Im Publikum sitzt ein drahtiger alter Herr und klatscht sich fast die Hände wund. „Ich bin seit 50 Jahren bei jeder Premiere gewesen. Die alten Distel-Programme waren scharf! Manchmal habe ich gedacht, die Schauspieler würden im Knast landen.“ Heute strahlt der frühere Kellner, der Pieck und Ulbricht bei Tisch bedient haben will, wenn „das Kapital“ angegriffen wird. „In der DDR ist es mir besser gegangen als heute, das können Sie ruhig aufschreiben. Diese dreckige Mark muß weg!“

Unzufriedene Ostberliner stellen aber nicht die Mehrzahl der Besucher. Den Anteil der Westler im Publikum schätzen die Leiter von Kartoon, Distel und Kneifzange auf mindestens die Hälfte, Gerd Hoffmann von den Radieschen sogar auf 80 Prozent: „Die Touristen kommen in ganzen Busladungen zu uns – die wollen nämlich sehen, wie wir im Osten denken“, erzählt er. Im Publikum sitzt ein 33jähriger Kommunalpolitiker aus dem Münsterland, der sich besonders über die Politikerwitze amüsiert, neben einem Pensionärspaar aus Frankfurt am Main. „Wir wollten in ein Ostkabarett, das finden wir gerade interessant“, sagt die Frau.
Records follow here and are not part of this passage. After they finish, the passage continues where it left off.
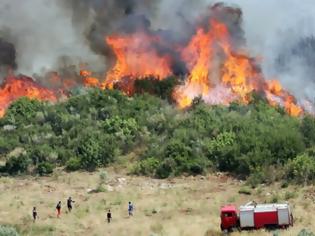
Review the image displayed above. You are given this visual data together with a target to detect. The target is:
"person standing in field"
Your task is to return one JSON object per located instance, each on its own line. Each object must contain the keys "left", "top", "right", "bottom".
{"left": 67, "top": 197, "right": 75, "bottom": 213}
{"left": 32, "top": 207, "right": 38, "bottom": 222}
{"left": 128, "top": 201, "right": 134, "bottom": 216}
{"left": 56, "top": 201, "right": 62, "bottom": 218}
{"left": 107, "top": 209, "right": 112, "bottom": 223}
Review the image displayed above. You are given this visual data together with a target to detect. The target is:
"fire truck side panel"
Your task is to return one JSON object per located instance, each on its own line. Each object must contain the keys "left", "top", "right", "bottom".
{"left": 254, "top": 211, "right": 278, "bottom": 228}
{"left": 239, "top": 209, "right": 254, "bottom": 228}
{"left": 277, "top": 208, "right": 290, "bottom": 225}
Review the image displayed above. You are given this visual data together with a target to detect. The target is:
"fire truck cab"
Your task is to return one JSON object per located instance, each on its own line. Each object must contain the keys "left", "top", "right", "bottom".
{"left": 220, "top": 205, "right": 238, "bottom": 231}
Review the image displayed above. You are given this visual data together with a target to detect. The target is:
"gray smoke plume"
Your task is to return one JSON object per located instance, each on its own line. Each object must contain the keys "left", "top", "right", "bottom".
{"left": 0, "top": 0, "right": 104, "bottom": 76}
{"left": 227, "top": 0, "right": 315, "bottom": 104}
{"left": 0, "top": 38, "right": 16, "bottom": 69}
{"left": 0, "top": 0, "right": 314, "bottom": 105}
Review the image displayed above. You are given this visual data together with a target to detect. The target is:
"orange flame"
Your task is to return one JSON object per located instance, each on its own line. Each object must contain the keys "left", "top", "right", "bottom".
{"left": 102, "top": 32, "right": 172, "bottom": 92}
{"left": 0, "top": 75, "right": 57, "bottom": 117}
{"left": 80, "top": 70, "right": 100, "bottom": 87}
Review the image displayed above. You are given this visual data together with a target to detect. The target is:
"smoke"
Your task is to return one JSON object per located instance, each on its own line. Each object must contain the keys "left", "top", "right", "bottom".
{"left": 0, "top": 0, "right": 103, "bottom": 76}
{"left": 60, "top": 0, "right": 159, "bottom": 59}
{"left": 0, "top": 0, "right": 314, "bottom": 103}
{"left": 226, "top": 0, "right": 315, "bottom": 103}
{"left": 0, "top": 38, "right": 16, "bottom": 69}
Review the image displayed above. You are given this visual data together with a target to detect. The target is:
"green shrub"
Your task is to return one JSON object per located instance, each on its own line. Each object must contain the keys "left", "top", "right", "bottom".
{"left": 4, "top": 97, "right": 43, "bottom": 126}
{"left": 4, "top": 155, "right": 31, "bottom": 175}
{"left": 285, "top": 153, "right": 315, "bottom": 184}
{"left": 156, "top": 158, "right": 176, "bottom": 179}
{"left": 298, "top": 229, "right": 315, "bottom": 236}
{"left": 238, "top": 187, "right": 252, "bottom": 195}
{"left": 269, "top": 194, "right": 280, "bottom": 203}
{"left": 37, "top": 162, "right": 54, "bottom": 176}
{"left": 66, "top": 157, "right": 81, "bottom": 171}
{"left": 284, "top": 191, "right": 297, "bottom": 200}
{"left": 133, "top": 157, "right": 160, "bottom": 176}
{"left": 0, "top": 225, "right": 20, "bottom": 236}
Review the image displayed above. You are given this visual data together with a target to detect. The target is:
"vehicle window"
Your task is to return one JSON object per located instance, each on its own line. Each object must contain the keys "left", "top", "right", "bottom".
{"left": 223, "top": 212, "right": 234, "bottom": 217}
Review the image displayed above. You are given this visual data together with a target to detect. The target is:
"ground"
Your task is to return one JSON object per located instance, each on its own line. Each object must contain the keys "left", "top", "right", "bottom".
{"left": 0, "top": 168, "right": 314, "bottom": 236}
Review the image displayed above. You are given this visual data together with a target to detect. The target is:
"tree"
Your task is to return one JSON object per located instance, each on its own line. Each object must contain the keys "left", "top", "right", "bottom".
{"left": 4, "top": 97, "right": 43, "bottom": 126}
{"left": 4, "top": 155, "right": 31, "bottom": 175}
{"left": 301, "top": 115, "right": 315, "bottom": 147}
{"left": 286, "top": 154, "right": 315, "bottom": 184}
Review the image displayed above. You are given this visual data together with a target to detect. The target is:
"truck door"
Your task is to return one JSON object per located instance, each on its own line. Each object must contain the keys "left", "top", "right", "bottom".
{"left": 240, "top": 209, "right": 254, "bottom": 228}
{"left": 277, "top": 208, "right": 289, "bottom": 225}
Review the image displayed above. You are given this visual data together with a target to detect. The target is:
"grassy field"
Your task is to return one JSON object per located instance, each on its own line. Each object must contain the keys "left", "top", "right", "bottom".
{"left": 0, "top": 168, "right": 315, "bottom": 236}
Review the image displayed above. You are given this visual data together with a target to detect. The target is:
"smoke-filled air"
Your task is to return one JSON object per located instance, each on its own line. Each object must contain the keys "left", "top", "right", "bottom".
{"left": 0, "top": 0, "right": 314, "bottom": 117}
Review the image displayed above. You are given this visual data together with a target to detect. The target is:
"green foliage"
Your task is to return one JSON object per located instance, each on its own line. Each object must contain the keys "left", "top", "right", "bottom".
{"left": 301, "top": 115, "right": 315, "bottom": 147}
{"left": 0, "top": 225, "right": 20, "bottom": 236}
{"left": 133, "top": 157, "right": 160, "bottom": 176}
{"left": 66, "top": 157, "right": 81, "bottom": 171}
{"left": 4, "top": 155, "right": 31, "bottom": 175}
{"left": 238, "top": 186, "right": 252, "bottom": 195}
{"left": 0, "top": 88, "right": 314, "bottom": 183}
{"left": 77, "top": 133, "right": 116, "bottom": 171}
{"left": 298, "top": 229, "right": 315, "bottom": 236}
{"left": 37, "top": 162, "right": 54, "bottom": 176}
{"left": 3, "top": 97, "right": 42, "bottom": 126}
{"left": 285, "top": 153, "right": 315, "bottom": 184}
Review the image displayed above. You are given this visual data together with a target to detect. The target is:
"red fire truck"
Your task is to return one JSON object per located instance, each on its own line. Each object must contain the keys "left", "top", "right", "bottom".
{"left": 220, "top": 202, "right": 293, "bottom": 231}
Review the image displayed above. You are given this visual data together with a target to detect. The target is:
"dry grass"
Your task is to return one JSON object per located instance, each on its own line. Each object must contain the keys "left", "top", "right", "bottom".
{"left": 0, "top": 169, "right": 315, "bottom": 236}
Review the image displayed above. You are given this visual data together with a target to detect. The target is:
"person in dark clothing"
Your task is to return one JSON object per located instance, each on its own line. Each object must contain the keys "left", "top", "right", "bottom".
{"left": 67, "top": 197, "right": 75, "bottom": 212}
{"left": 128, "top": 202, "right": 134, "bottom": 216}
{"left": 32, "top": 207, "right": 38, "bottom": 222}
{"left": 56, "top": 201, "right": 61, "bottom": 218}
{"left": 107, "top": 210, "right": 112, "bottom": 223}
Die Radieschen Gerd Hoffmann und Matthias Kihr haben in Betriebskabaretten angefangen. Anfang 1990 sicherten sie sich Räume in der alten FDGB-Hochschule am Köllnischen Park – genau dort, wo früher der „Giftschrank“ der Bibliothek war, der Raum mit Büchern aus dem Westen. Am 18. April feiern die Radieschen ihr sechsjähriges Jubiläum. Das neue Programm „Porentief deutsch“ bietet viel Ostalgie (die alten DDR-Kaffeemaschinen seien nicht totzukriegen) und die übliche Politikerschelte (alles nur „geldgierige, machtgeile, unfähige Egoisten“). Das Verlesen satirischer Nachrichten ist eine recht ausgeleierte alte Masche, es gelingt kaum einem Kabarettisten, die glatte Professionalität der Sprecher im Fernsehen nachzuahmen. Viel lustiger sind Kihr und Hoffmann als besoffene „Doitschland!“-Brüller, die mit nationalem Nonsens erfreuen: „Vulkanausbrüche ... Würde ein deutscher Berg nie machen, so eine Sauerei!“

Alle Kabaretts im Berliner Osten spielen ihre Programme mindestens ein Jahr lang und aktualisieren sie nur selten. Die Kneifzange hat nun sogar ein Uraltprogramm recycelt: „Mensch! Deutschland“ heißt jetzt „Verarscht nach Quoten“. Verarscht fühlen sich auch die Zuschauer, wenn ihnen zum krönenden Abschluß ein Lied präsentiert wird, das sie schon in einem alten Kartoon-Programm gehört haben.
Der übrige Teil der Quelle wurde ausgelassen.